Барракуда - Лунина Татьяна
Вот и все! У нее никогда не будет детей. Чистили часть — загадили целое. Убиваться из-за этого не стала, стиснула зубы и продолжала жить. Дни летели за днями, и каждый, как белка в колесе. Спихнула сессию, сдали картину.
— Куда отправишься в отпуск? — спросила Хлопушина, надкусив «корзиночку».
— На диван, — усмехнулась Кристина.
— С кем?
— С ленью.
— Девушке положено валяться на диване с именем существительным мужского рода, одушевленным, — назидательно заметила Ольга, — а не развивать в себе безделье.
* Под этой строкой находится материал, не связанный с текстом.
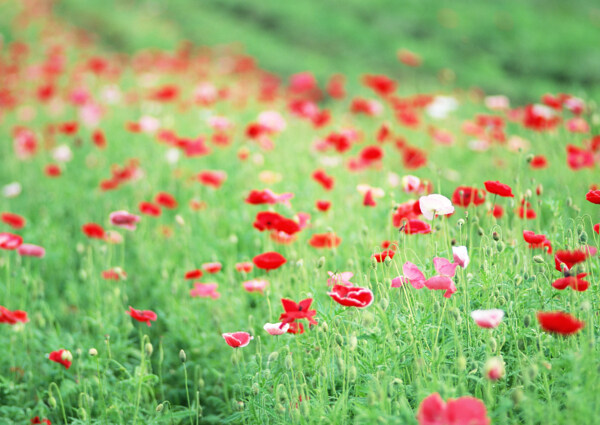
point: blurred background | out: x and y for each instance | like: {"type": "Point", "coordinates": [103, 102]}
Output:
{"type": "Point", "coordinates": [521, 48]}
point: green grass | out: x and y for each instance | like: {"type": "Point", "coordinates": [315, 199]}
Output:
{"type": "Point", "coordinates": [357, 366]}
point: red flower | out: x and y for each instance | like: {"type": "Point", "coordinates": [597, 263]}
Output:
{"type": "Point", "coordinates": [575, 282]}
{"type": "Point", "coordinates": [368, 200]}
{"type": "Point", "coordinates": [12, 317]}
{"type": "Point", "coordinates": [323, 179]}
{"type": "Point", "coordinates": [380, 84]}
{"type": "Point", "coordinates": [269, 260]}
{"type": "Point", "coordinates": [593, 196]}
{"type": "Point", "coordinates": [568, 258]}
{"type": "Point", "coordinates": [538, 161]}
{"type": "Point", "coordinates": [294, 312]}
{"type": "Point", "coordinates": [13, 220]}
{"type": "Point", "coordinates": [352, 296]}
{"type": "Point", "coordinates": [64, 357]}
{"type": "Point", "coordinates": [324, 240]}
{"type": "Point", "coordinates": [193, 274]}
{"type": "Point", "coordinates": [166, 200]}
{"type": "Point", "coordinates": [381, 256]}
{"type": "Point", "coordinates": [142, 315]}
{"type": "Point", "coordinates": [10, 241]}
{"type": "Point", "coordinates": [237, 339]}
{"type": "Point", "coordinates": [245, 267]}
{"type": "Point", "coordinates": [148, 208]}
{"type": "Point", "coordinates": [462, 411]}
{"type": "Point", "coordinates": [499, 189]}
{"type": "Point", "coordinates": [464, 196]}
{"type": "Point", "coordinates": [537, 241]}
{"type": "Point", "coordinates": [323, 205]}
{"type": "Point", "coordinates": [93, 230]}
{"type": "Point", "coordinates": [212, 178]}
{"type": "Point", "coordinates": [559, 322]}
{"type": "Point", "coordinates": [53, 170]}
{"type": "Point", "coordinates": [99, 139]}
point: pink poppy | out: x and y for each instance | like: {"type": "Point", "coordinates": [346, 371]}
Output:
{"type": "Point", "coordinates": [462, 411]}
{"type": "Point", "coordinates": [237, 339]}
{"type": "Point", "coordinates": [205, 290]}
{"type": "Point", "coordinates": [487, 318]}
{"type": "Point", "coordinates": [124, 219]}
{"type": "Point", "coordinates": [255, 285]}
{"type": "Point", "coordinates": [351, 296]}
{"type": "Point", "coordinates": [276, 328]}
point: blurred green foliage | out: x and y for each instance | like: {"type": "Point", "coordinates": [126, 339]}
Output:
{"type": "Point", "coordinates": [519, 48]}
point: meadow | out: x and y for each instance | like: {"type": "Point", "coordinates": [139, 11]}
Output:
{"type": "Point", "coordinates": [186, 237]}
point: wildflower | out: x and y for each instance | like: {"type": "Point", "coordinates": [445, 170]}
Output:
{"type": "Point", "coordinates": [142, 315]}
{"type": "Point", "coordinates": [237, 339]}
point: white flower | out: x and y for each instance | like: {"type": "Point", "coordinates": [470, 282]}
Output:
{"type": "Point", "coordinates": [435, 204]}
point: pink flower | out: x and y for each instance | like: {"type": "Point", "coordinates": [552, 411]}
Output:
{"type": "Point", "coordinates": [255, 285]}
{"type": "Point", "coordinates": [29, 250]}
{"type": "Point", "coordinates": [276, 328]}
{"type": "Point", "coordinates": [487, 318]}
{"type": "Point", "coordinates": [352, 296]}
{"type": "Point", "coordinates": [461, 256]}
{"type": "Point", "coordinates": [205, 290]}
{"type": "Point", "coordinates": [441, 283]}
{"type": "Point", "coordinates": [124, 219]}
{"type": "Point", "coordinates": [342, 278]}
{"type": "Point", "coordinates": [462, 411]}
{"type": "Point", "coordinates": [237, 339]}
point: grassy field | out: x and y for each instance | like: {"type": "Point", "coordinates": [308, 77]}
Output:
{"type": "Point", "coordinates": [92, 126]}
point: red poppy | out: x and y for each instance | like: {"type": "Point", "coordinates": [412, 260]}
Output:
{"type": "Point", "coordinates": [323, 205]}
{"type": "Point", "coordinates": [269, 260]}
{"type": "Point", "coordinates": [166, 200]}
{"type": "Point", "coordinates": [323, 179]}
{"type": "Point", "coordinates": [566, 258]}
{"type": "Point", "coordinates": [12, 317]}
{"type": "Point", "coordinates": [537, 241]}
{"type": "Point", "coordinates": [593, 196]}
{"type": "Point", "coordinates": [237, 339]}
{"type": "Point", "coordinates": [99, 139]}
{"type": "Point", "coordinates": [212, 178]}
{"type": "Point", "coordinates": [212, 268]}
{"type": "Point", "coordinates": [381, 256]}
{"type": "Point", "coordinates": [53, 170]}
{"type": "Point", "coordinates": [93, 230]}
{"type": "Point", "coordinates": [324, 240]}
{"type": "Point", "coordinates": [13, 220]}
{"type": "Point", "coordinates": [417, 227]}
{"type": "Point", "coordinates": [193, 274]}
{"type": "Point", "coordinates": [64, 357]}
{"type": "Point", "coordinates": [380, 84]}
{"type": "Point", "coordinates": [245, 267]}
{"type": "Point", "coordinates": [413, 158]}
{"type": "Point", "coordinates": [538, 162]}
{"type": "Point", "coordinates": [148, 208]}
{"type": "Point", "coordinates": [499, 189]}
{"type": "Point", "coordinates": [368, 200]}
{"type": "Point", "coordinates": [297, 311]}
{"type": "Point", "coordinates": [464, 196]}
{"type": "Point", "coordinates": [559, 322]}
{"type": "Point", "coordinates": [142, 315]}
{"type": "Point", "coordinates": [9, 241]}
{"type": "Point", "coordinates": [574, 282]}
{"type": "Point", "coordinates": [352, 296]}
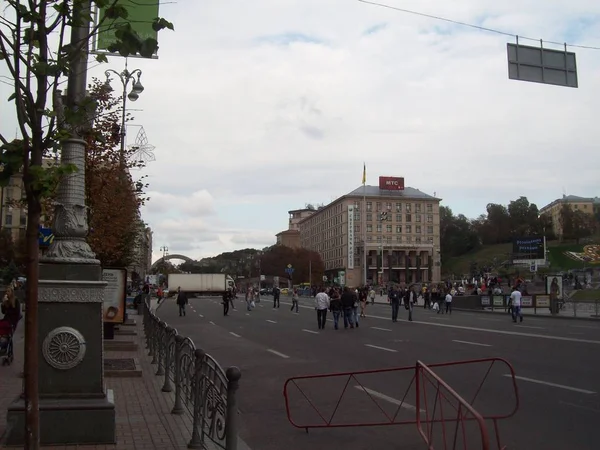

Лень — это зов старости.
Ответить достойно «наставнице» не успела.
— Не помешаю? — у столика проявился Ордынцев, в одной руке он держал полный стакан кофе, в другой — тарелку с жалким бутербродом: яйцо под майонезом.
— Евгений Саныч, — расцвела второй режиссер, — нет, конечно!
— Как жизнь?
— Отлично, обсуждаем, отпуск Кристины.
— И к чему пришли? — улыбнулся режиссер, устраиваясь за столиком.
— Может, поедем в Сочи, — пожала плечами отпускница.
— С Марией Павловной? — надо же, помнит, как зовут.
— Нет.
Ольга посмотрела на часы.
— Черт, совсем забыла: мне же должны сейчас звонить. Извините, мои дорогие, я вас покидаю.
— А о банкете не забыла? — поддел Ордынцев.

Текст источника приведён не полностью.